Те, кто наблюдал тогда студента Бурденко, особенно на втором и на третьем году его жизни в Томске, могли бы, наверно, только позавидовать ему. Все слагалось как бы на редкость счастливо в его судьбе. И о деньгах уже не надо было особо тревожиться: их хватало. И на учебники уже не надо было налегать с прежним сверхусердием: многое на втором курсе усваивалось, как ни странно, легче, чем на первом. А занятия в секционной в качестве препаратора и позднее помощника прозектора сообщали такие дополнительные знания, каких, пожалуй, не почерпнешь и из самых совершенных учебников.

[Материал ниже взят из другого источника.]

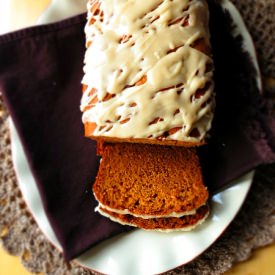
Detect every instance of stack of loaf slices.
[93,143,209,231]
[81,0,215,231]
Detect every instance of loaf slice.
[98,205,209,232]
[81,0,215,146]
[93,143,208,218]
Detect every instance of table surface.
[0,0,275,275]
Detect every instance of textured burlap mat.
[0,0,275,275]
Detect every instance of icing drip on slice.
[81,0,214,143]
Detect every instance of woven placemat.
[0,0,275,275]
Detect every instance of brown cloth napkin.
[0,2,275,260]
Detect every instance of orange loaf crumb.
[99,205,209,232]
[93,143,208,219]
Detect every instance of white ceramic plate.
[10,119,253,275]
[11,0,261,275]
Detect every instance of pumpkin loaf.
[98,205,209,232]
[93,143,208,218]
[81,0,215,230]
[81,0,215,146]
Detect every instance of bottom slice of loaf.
[97,205,209,232]
[93,143,208,218]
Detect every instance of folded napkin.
[0,2,275,260]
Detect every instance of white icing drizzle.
[81,0,214,142]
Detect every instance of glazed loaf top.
[81,0,214,144]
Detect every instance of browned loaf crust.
[93,143,208,216]
[99,205,209,231]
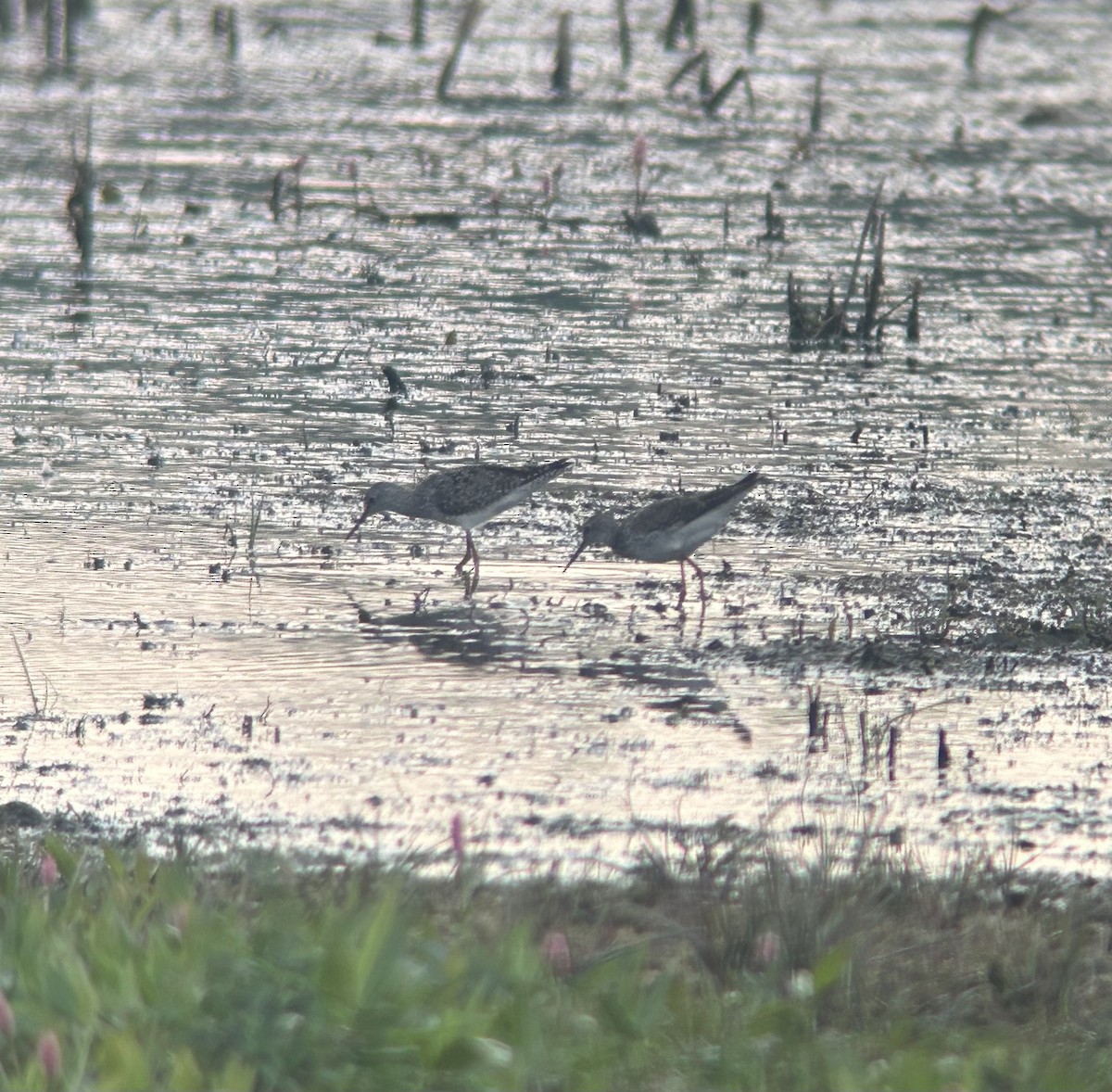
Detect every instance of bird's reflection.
[356,601,530,667]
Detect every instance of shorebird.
[347,459,572,596]
[563,470,762,606]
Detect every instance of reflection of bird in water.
[352,600,533,667]
[347,459,572,596]
[563,470,762,603]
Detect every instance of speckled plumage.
[347,459,572,595]
[565,470,762,603]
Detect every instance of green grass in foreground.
[0,838,1112,1092]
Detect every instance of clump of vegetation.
[0,823,1112,1092]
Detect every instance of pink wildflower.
[0,990,16,1038]
[39,853,59,887]
[633,137,649,176]
[451,812,463,866]
[39,1031,62,1081]
[752,932,782,969]
[540,932,572,979]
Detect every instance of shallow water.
[0,0,1112,874]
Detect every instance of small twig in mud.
[551,11,572,99]
[617,0,633,72]
[761,190,785,243]
[66,110,96,272]
[906,280,921,341]
[269,156,304,223]
[663,0,695,49]
[666,49,707,91]
[857,212,885,340]
[43,0,76,72]
[436,0,483,101]
[246,497,262,587]
[622,137,661,239]
[745,0,764,54]
[10,634,43,717]
[702,65,756,118]
[841,178,884,318]
[811,69,823,135]
[212,4,239,59]
[966,4,1024,72]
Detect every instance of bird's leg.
[456,530,479,576]
[688,557,708,611]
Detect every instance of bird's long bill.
[563,535,588,573]
[344,508,371,541]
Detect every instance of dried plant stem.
[10,634,43,717]
[436,0,483,101]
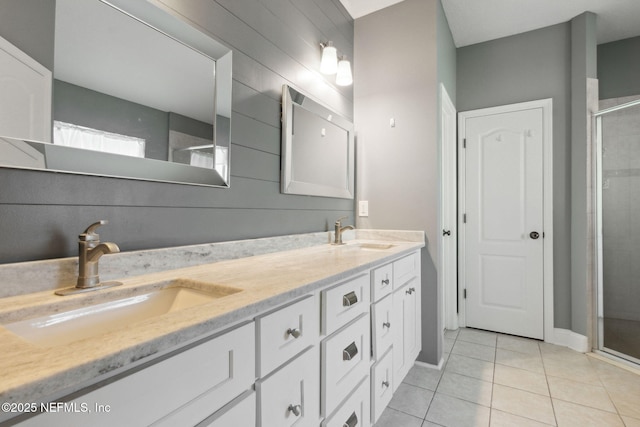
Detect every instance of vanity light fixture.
[320,41,338,75]
[336,56,353,86]
[320,41,353,86]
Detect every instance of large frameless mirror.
[0,0,231,187]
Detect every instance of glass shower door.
[596,99,640,363]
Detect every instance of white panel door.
[438,84,458,329]
[464,108,544,339]
[0,37,51,142]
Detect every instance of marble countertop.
[0,233,424,412]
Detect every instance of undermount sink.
[2,279,241,347]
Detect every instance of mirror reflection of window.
[53,121,145,157]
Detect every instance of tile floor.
[375,329,640,427]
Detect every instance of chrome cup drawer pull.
[287,328,301,338]
[342,342,358,360]
[287,405,302,417]
[342,291,358,307]
[342,412,358,427]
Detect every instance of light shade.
[336,56,353,86]
[320,42,338,74]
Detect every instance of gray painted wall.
[457,23,572,329]
[0,0,353,263]
[436,0,457,368]
[354,0,442,364]
[598,37,640,99]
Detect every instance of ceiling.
[340,0,640,47]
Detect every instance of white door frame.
[438,83,458,330]
[456,98,554,341]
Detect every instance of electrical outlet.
[358,200,369,216]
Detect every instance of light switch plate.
[358,200,369,216]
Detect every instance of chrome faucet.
[56,220,122,295]
[333,216,354,245]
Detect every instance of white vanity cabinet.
[256,295,320,377]
[255,347,320,427]
[11,244,421,427]
[392,260,421,391]
[370,251,421,423]
[255,294,320,427]
[20,322,256,427]
[198,390,256,427]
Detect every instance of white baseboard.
[545,328,591,353]
[414,358,444,370]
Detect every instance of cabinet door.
[371,295,396,360]
[256,347,320,427]
[198,391,256,427]
[256,296,320,377]
[371,349,393,424]
[393,278,419,392]
[404,277,422,366]
[322,377,371,427]
[20,322,255,427]
[393,252,420,289]
[371,264,393,301]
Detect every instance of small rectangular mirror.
[281,85,355,199]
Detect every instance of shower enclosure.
[594,96,640,364]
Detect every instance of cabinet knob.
[287,328,301,338]
[342,291,358,307]
[287,405,302,417]
[342,412,358,427]
[342,342,358,360]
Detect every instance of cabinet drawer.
[393,253,420,289]
[322,273,371,335]
[21,322,255,427]
[256,347,320,427]
[322,377,371,427]
[321,314,371,417]
[371,349,393,424]
[256,295,320,377]
[371,295,396,360]
[196,391,256,427]
[371,264,393,301]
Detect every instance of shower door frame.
[593,98,640,365]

— Учиться, как и работать, надо весело, чтобы никто со стороны не видел, как тебе это трудно дается, как ты порой обливаешься потом, напрягаешься, кряхтишь. Все это, все усилия твои должны оставаться, так сказать, за кулисами. А на экзамене ты уже держишься петушком. Вот так мне хотелось жить, хотя это не всегда так получалось,— говорил профессор Бурденко.— Но я стремился к тому, чтобы за мной не оставалось хвостов, чтобы все было сделано вовремя или даже лучше всего — заранее. Однако не все, далеко не все зависело от меня...
Многим казалось и в Пензенской семинарии и в Томском университете, что Бурденко никогда не волнуется по пустякам, что он всегда отлично подготовлен, что его нельзя застать «врасплох». Нередко студенты обращались к нему за советами. Особенно накануне или даже в момент экзаменов.
А экзамены происходили в большом секционном зале, где теперь часто работал Бурденко.
— Не откажите, коллега,— просил его поутру какой-нибудь заспанный студент,— коротенько напомнить сухожилия. Вот тут в предплечье и кисти. Боюсь, что он (кивок на профессора), как раз об этом меня сейчас спросит. А я не успел повторить. Попал вчера, понимаете, совершенно случайно на вечеринку.
Или:
— Коллега, у меня несчастье. Я сейчас нечаянно перерезал ахиллово сухожилие на нижней конечности.
— У себя?
— Да нет. Ну, что вы? Вот сейчас во время препарирования. На трупе. А у вас все шуточки. И не знаю, что делать?
Бурденко же, казалось, всегда знал, «что делать». Всегда с большой охотой делился с товарищами всем, что знал, что самому только что удалось узнать.
Потом, когда он умрет, его биографы напишут, что он был добр и великодушен и поэтому уже смолоду щедро делился знаниями. Сам же Бурденко любил повторять, что знания лучше всего усваиваются, когда их тут же приходится передавать.
Он любил, чтобы его спрашивали, и сам любил переспрашивать, как бы вороша, проверяя знания, которые должны получше улечься, укрепиться в памяти. Он, казалось, все время всеми помыслами своими, всем существом был погружен в атмосферу избранной им профессии, по-прежнему руководствуясь чуть ли не с детства запавшим в его память изречением древних, что все живое, чтобы проявиться, должно самоограничиться. Но как самоограничиться? Не получилось бы, что самоограниченность эта, полезная, даже необходимая для дела, вдруг превратится в рядовую, серую, бескрылую ограниченность, которая в конце концов станет не только тормозом в развитии интеллекта, но и затормозит развитие дела, которому человек посвятил себя.